The availability of resources often comes down to incentives and control.  At those institutions that allow each academic unit to keep control of all the tuition and grant indirect costs that it generates, the incentive is often to attend to the local needs of that unit over the broader, institutional agenda.  As a result, ideas that would need buy-in from multiple units are harder to launch.  Our schools that serve undergraduate and graduate students are budgeted in a different manner in which tuition and indirect costs are collected centrally and then distributed to address needs and opportunities across the schools.  Thus, we preserve the flexibility of marshalling resources for compelling new ideas that do not fit within a single unit.

An important source of funds to mount a new enterprise is philanthropy, and that depends on the relationships that develop with alumni and other institutional supporters.  Institutions need to keep alumni informed and engaged so that they know their support can have a meaningful impact.  The effective involvement of alumni, especially those who have long been working outside of academia, in the planning of a university can be a challenge, but the big problems faced by the world today are concerns that we all share and can all debate.  We have certainly found that it is exciting to alumni and other supporters to be involved in enterprises such as ISEN.

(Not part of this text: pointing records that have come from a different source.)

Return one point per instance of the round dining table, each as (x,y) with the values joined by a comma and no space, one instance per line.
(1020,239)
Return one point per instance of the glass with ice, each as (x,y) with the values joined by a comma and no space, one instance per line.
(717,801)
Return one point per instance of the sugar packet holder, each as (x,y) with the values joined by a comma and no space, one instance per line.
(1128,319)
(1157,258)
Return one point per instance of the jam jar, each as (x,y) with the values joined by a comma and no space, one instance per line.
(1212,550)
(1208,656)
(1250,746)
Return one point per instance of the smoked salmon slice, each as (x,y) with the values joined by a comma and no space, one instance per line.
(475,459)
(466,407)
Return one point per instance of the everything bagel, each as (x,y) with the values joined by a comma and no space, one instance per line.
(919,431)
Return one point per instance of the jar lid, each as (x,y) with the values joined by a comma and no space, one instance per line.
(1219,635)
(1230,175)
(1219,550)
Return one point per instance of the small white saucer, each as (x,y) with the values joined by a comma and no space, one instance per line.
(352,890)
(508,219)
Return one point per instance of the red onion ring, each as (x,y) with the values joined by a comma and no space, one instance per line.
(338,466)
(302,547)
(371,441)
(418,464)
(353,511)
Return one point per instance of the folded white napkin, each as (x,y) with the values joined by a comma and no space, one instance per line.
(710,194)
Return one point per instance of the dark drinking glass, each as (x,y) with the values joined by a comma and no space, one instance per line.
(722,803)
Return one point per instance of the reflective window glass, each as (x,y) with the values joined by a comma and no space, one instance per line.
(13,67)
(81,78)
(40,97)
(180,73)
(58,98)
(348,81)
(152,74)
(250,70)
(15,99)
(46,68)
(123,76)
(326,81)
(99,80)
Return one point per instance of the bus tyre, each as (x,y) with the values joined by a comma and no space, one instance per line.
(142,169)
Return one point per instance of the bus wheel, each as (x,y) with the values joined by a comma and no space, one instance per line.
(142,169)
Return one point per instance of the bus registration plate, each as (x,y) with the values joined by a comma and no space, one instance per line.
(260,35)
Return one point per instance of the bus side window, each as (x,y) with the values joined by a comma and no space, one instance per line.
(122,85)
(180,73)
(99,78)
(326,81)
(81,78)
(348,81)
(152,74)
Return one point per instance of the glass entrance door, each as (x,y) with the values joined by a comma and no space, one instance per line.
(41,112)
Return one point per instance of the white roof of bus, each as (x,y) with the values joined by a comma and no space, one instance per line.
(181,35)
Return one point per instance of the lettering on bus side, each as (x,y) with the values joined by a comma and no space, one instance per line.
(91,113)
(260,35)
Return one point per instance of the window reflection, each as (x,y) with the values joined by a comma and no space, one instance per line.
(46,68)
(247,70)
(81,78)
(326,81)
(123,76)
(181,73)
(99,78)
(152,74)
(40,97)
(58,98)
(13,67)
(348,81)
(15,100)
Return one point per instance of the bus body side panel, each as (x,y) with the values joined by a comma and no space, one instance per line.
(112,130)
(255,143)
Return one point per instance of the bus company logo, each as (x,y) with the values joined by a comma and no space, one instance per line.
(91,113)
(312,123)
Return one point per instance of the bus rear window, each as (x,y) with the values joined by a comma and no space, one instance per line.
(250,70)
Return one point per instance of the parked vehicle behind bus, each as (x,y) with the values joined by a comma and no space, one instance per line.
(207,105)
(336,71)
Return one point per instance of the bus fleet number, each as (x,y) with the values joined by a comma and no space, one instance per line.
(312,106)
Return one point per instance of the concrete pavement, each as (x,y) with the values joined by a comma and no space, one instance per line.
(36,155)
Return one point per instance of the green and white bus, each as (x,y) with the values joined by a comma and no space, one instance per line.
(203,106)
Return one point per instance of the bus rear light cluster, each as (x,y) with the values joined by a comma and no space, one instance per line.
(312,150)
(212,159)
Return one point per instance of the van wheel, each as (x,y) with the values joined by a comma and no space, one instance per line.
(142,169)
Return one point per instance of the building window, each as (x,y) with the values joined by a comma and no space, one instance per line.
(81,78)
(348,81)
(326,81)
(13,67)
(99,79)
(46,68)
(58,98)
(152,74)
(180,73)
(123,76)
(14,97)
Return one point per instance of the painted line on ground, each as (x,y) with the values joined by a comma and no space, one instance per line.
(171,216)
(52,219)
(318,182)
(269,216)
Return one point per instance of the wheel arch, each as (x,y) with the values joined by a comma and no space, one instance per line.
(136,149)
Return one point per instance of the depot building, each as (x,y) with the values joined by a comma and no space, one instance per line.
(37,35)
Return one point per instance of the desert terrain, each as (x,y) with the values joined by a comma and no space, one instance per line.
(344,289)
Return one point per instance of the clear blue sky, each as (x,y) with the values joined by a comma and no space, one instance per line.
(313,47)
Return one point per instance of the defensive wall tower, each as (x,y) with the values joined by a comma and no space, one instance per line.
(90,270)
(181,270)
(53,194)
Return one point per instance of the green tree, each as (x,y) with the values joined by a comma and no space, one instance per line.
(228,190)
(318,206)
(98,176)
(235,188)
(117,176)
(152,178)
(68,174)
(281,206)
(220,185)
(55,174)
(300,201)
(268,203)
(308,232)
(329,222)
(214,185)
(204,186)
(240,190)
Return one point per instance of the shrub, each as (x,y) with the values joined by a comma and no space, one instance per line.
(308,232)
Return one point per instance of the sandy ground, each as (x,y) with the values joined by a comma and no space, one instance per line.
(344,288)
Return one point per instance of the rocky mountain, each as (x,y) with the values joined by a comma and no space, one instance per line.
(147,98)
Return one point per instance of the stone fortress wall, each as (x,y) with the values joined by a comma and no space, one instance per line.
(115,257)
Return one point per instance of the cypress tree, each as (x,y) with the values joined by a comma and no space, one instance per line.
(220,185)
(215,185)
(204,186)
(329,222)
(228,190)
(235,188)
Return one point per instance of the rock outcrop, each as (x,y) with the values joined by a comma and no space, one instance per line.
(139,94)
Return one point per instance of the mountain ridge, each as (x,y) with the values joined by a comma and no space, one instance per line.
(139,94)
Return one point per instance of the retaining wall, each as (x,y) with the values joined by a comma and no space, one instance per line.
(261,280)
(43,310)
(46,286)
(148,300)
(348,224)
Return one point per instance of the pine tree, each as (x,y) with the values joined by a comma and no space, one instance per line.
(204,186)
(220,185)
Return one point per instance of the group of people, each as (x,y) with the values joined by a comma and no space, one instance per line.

Finally, the big problems require partnerships with industry, national laboratories, and other institutions.  Even if academics recognize the advantage of partnerships, a more collaborative approach to research often requires a cultural shift in a university’s willingness to share credit and control.  In the fields of sustainability and energy, Northwestern has developed a partnership with the Chicago Botanic Garden to educate and train students in plant conservation and biodiversity; with the Argonne National Laboratory in solar energy research; and with major transportation companies to design stronger, lighter materials.

Investments to attack big problems are made with an understanding that solutions will take significant time, after all the problems would not be big if they were not also difficult to solve.  Great institutions, though, recognize that they are responsible for making these commitments even if we will not see a rapid impact on the environment.  We are excited that at Northwestern we are contributing to this effort, and we anticipate that we will be proud of the graduates and the research contributions that will emerge from Northwestern.